Autrement, pour éviter ces apocalypses climatiques à répétition, il y a l’énergie solaire – et d’ailleurs Al Gore, en bon gestionnaire et homme d’affaires averti, a su placer ses billes dans cette niche technologique d’avenir. Il y a aussi l’entraide et la coopération entre les peuples, l’humanisme optimiste et les efforts démocratiques pour que la voix de chacun puisse se faire entendre – et notamment celle des minorités, des laissés-pour-compte ou des déshérités.

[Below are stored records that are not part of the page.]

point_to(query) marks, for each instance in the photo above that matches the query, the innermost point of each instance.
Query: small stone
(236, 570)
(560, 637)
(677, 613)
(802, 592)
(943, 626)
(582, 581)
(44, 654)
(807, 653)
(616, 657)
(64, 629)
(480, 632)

Bref, même si rien n’est gagné, nous rassure ce bon Al, tout n’est pas perdu. Pour preuves, des Républicains conservateurs – comme le maire de Georgetown, Texas – admettent les bienfaits de la réduction des émissions de CO2 et organisent localement la promotion des énergies renouvelables. Des pays comme le Chili explosent littéralement leurs perspectives les plus audacieuses en matière de gigawatts produits grâce au soleil. Des militants comme lors de la COP 21 à Paris (hélas passée au second plan de l’actualité à cause de l’attentat du Bataclan du 13 novembre 2015, duquel découlèrent des interdictions de manifester pour ces mêmes militants anticapitalistes et anti green-washing qui ne purent donc faire entendre leur voix comme ils l’auraient souhaité) sont également de plus en plus nombreux et décidés à contrer les orientations des grands de ce monde restés largement climatosceptiques et aveugles, ou dans le déni, face au problème inédit qui se pose à l’espèce humaine confrontée pour la première fois de sa longue histoire à des changements d’envergure qui seront le résultat de ses activités énergivores effrénées.

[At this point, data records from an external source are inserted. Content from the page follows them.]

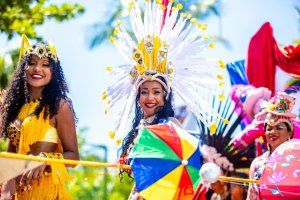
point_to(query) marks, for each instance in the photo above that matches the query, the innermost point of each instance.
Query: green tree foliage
(96, 183)
(8, 62)
(22, 16)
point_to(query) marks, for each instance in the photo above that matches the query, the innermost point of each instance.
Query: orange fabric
(264, 55)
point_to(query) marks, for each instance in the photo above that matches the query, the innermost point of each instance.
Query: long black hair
(18, 93)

Alors, certes, Al Gore, en bon chairman, ne manque ni d’éloquence ni d’arguments – ni de moyens. Mais pour l’instant, c’est Donald Trump qui a été élu, et sitôt élu, il a désengagé les USA des accords de Paris signés l’année précédente, et abrogé le plan climat mis en place sous Obama. Et partout dans le monde, des freins actionnés par les gros industriels et autres prédateurs, les consommateurs béats et les dirigeants irresponsables, compromettent la mise en place d’alternatives à cet usage intensif des énergies fossiles que pratiquent les pays occidentaux depuis le XVIIIe siècle et que nous envient les puissances émergentes (Chine, Inde…) en dépit des nuages de grisaille qui obstruent déjà le ciel au-dessus des métropoles archi-polluées. Si bien que si des solutions doivent apparaître, Une Suite qui dérange nous fait bien comprendre que c’est à chacun d’entre nous de batailler, de bidouiller, à notre échelle, guidé·e·s par le vrai et le bien (car le réel est observable et on est censé pouvoir en tirer des conséquences), pour les mettre en place. Et passer de fait de l’âge du carbone à celui des cellules photovoltaïques.

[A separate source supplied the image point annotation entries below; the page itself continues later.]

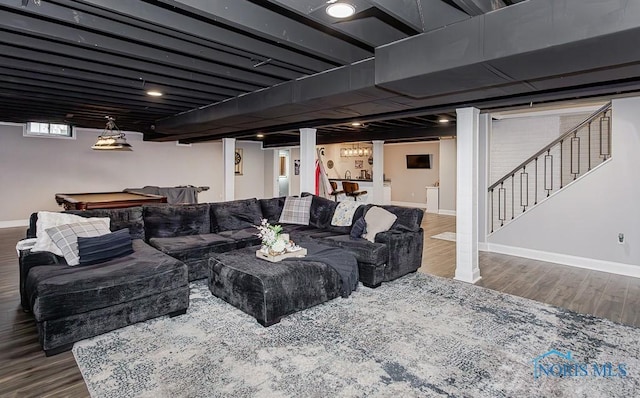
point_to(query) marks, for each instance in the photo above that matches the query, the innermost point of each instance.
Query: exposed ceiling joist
(272, 26)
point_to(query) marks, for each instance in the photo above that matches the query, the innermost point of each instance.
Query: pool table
(106, 200)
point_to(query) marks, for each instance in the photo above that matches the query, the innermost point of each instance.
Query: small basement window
(52, 130)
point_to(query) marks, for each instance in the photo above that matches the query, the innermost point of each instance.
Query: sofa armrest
(405, 251)
(28, 260)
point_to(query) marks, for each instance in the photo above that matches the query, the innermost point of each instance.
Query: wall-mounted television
(419, 161)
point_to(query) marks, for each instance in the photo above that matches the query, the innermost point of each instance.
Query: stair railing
(552, 168)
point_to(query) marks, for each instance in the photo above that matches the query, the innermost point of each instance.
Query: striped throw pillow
(65, 237)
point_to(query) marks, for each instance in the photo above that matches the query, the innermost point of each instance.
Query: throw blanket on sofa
(343, 262)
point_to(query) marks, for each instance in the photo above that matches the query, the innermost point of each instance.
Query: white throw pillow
(66, 237)
(48, 219)
(378, 220)
(296, 210)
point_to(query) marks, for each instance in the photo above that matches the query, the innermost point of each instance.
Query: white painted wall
(251, 183)
(269, 173)
(585, 218)
(409, 185)
(33, 170)
(448, 175)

« Notre Pôle qui êtes au Nord, ne fondez pas trop vite… sinon on ne saura plus où l’on habite… » semble implorer ce bon Al au vu de la banquise qui s’effiloche ou face aux dégâts des eaux en Floride où l’on lutte dérisoirement en surélevant les routes, ou, pour ce qui est du cas de la République archipélagique des Kiribati en Océanie, en rachetant des terres pas inondables aux voisins fidjiens (à deux mille bornes de là tout de même) en prévision d’une montée des eaux de 1 mètre à courte échéance, d’ici à vingt ans d’après certains pronostiqueurs, qui serait juste fatale pour les archipels gilbertins*.
* La République des Kiribati est en effet composée de 3 archipels principaux, dont les îles Gilbert, qui donnent leur nom au peuple et à la langue de ce très vaste secteur maritime (plus de 3 millions de km²).
Une suite qui dérange : le temps de l’action – Documentaire américain de Bonni Cohen et Jon Shenk – Avec Al Gore, le Prince Albert de Monaco, Ségolène Royal, Laurent Fabius, Donald Trump, Anne Hidalgo… – Durée : 1h40 – Sortie le 27 septembre 2017 – Musique (un peu gonflante avec ses accès de mélo) de Jeff Beals.